Not a Blanket Ban, But a Plea for Caution.

To err is human. With or without the aid of AI, people have been known to unwittingly introduce errors in their submissions to court (or in their judgments). Establishing an absolute rule to set aside any decision containing evidence of AI would mirror one of the critiques Justice Shaheen had of the technology itself: rigidity when context calls for flexibility. 

Justice Shaheen said a proportionality test should apply when considering annulment in such situations. This test would evaluate:

  • the nature of the breach
  • the severity of its impact on the procedure’s integrity
  • the actual impact of the breach on the award itself

The case before him passed the threshold for annulment because an AI fabrication was the foundation of and determinative factor for the award, and this breach was likely to be detrimental to the parties’ confidence in the entire arbitration regime, not simply this particular award.
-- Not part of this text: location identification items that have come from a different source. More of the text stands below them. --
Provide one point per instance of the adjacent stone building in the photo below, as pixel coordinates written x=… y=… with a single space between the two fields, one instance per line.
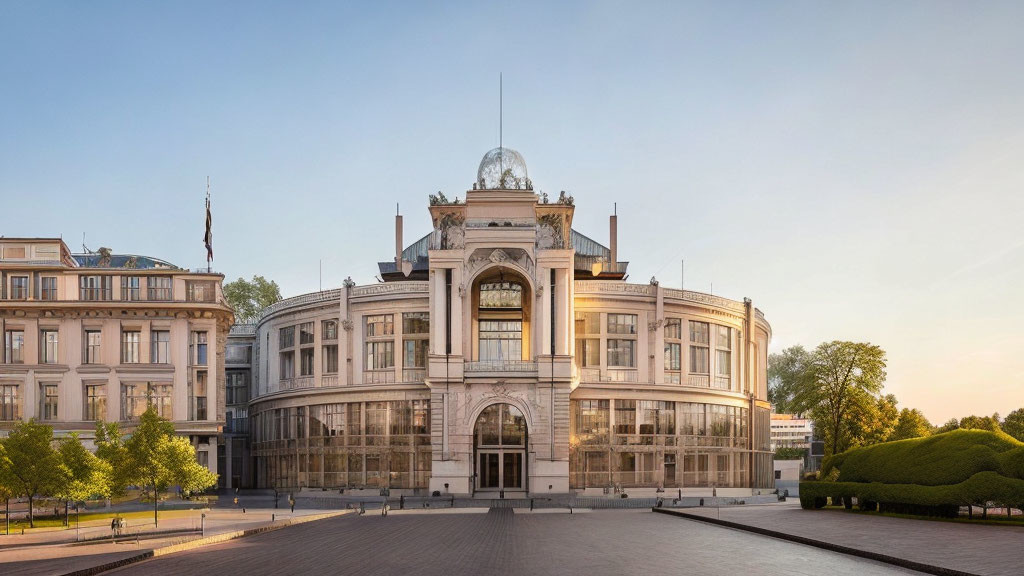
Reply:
x=101 y=336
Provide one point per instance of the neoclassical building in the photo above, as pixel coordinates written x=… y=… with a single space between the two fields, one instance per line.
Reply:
x=100 y=336
x=507 y=352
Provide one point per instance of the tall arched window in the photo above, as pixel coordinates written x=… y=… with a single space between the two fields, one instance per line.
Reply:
x=500 y=317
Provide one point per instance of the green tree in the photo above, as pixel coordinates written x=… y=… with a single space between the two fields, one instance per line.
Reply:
x=157 y=459
x=249 y=298
x=88 y=475
x=911 y=423
x=990 y=423
x=1014 y=424
x=873 y=421
x=111 y=449
x=787 y=373
x=843 y=381
x=32 y=467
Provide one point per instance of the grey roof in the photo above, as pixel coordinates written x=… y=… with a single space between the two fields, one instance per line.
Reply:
x=588 y=252
x=128 y=261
As Gagné notes in his article, while the case before Shaheen shares some similarities with other instances of AI fabrications in court proceedings, “the originality of the Sheehan decision lies in the fact that it targets a decision-maker. And it lays down a principle that extends well beyond the case at bar. For arbitrators, administrative judges, and other adjudicators, the message is clear: the tool may assist, but it can never replace the deliberative function”.

Conclusion.

It’s been said that a tool is only as good as the person who wields it. If used indiscriminately, a chainsaw can cut off a limb. When handled attentively and with the utmost safety in mind, it can save time and energy compared to swinging an axe to fell a tree.
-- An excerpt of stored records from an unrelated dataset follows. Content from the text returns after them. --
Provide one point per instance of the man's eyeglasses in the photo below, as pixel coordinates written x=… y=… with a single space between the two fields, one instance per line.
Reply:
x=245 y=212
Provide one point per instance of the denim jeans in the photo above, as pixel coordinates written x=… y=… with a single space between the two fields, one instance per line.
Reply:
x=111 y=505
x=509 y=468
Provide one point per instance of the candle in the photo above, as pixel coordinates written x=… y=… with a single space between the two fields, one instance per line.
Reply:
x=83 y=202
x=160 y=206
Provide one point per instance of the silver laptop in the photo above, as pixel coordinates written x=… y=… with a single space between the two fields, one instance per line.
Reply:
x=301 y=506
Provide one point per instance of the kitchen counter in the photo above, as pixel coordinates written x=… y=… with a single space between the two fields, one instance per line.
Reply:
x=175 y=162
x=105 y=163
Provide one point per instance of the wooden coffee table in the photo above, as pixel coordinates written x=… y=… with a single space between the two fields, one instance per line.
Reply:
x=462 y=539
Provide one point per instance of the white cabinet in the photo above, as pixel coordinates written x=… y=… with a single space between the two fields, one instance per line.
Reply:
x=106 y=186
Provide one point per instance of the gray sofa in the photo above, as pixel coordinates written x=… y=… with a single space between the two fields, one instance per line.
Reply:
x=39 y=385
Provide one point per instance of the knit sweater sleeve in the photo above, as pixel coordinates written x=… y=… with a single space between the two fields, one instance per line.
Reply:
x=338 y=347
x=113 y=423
As a long-time proponent of employing emergent technologies to enhance the work product of the legal profession, it pains me to see how misuse of these tools can engender greater suspicion of AI and of people who deploy it thoughtfully. As these cases mount, some people may even outright dismiss the technology entirely.

This case, and others like it, should serve as a reminder to everyone in our profession to take time to learn how to use new technology properly. We must carefully consider how to use technology to support us as we fulfill our professional responsibilities, rather than a means to abdicate them.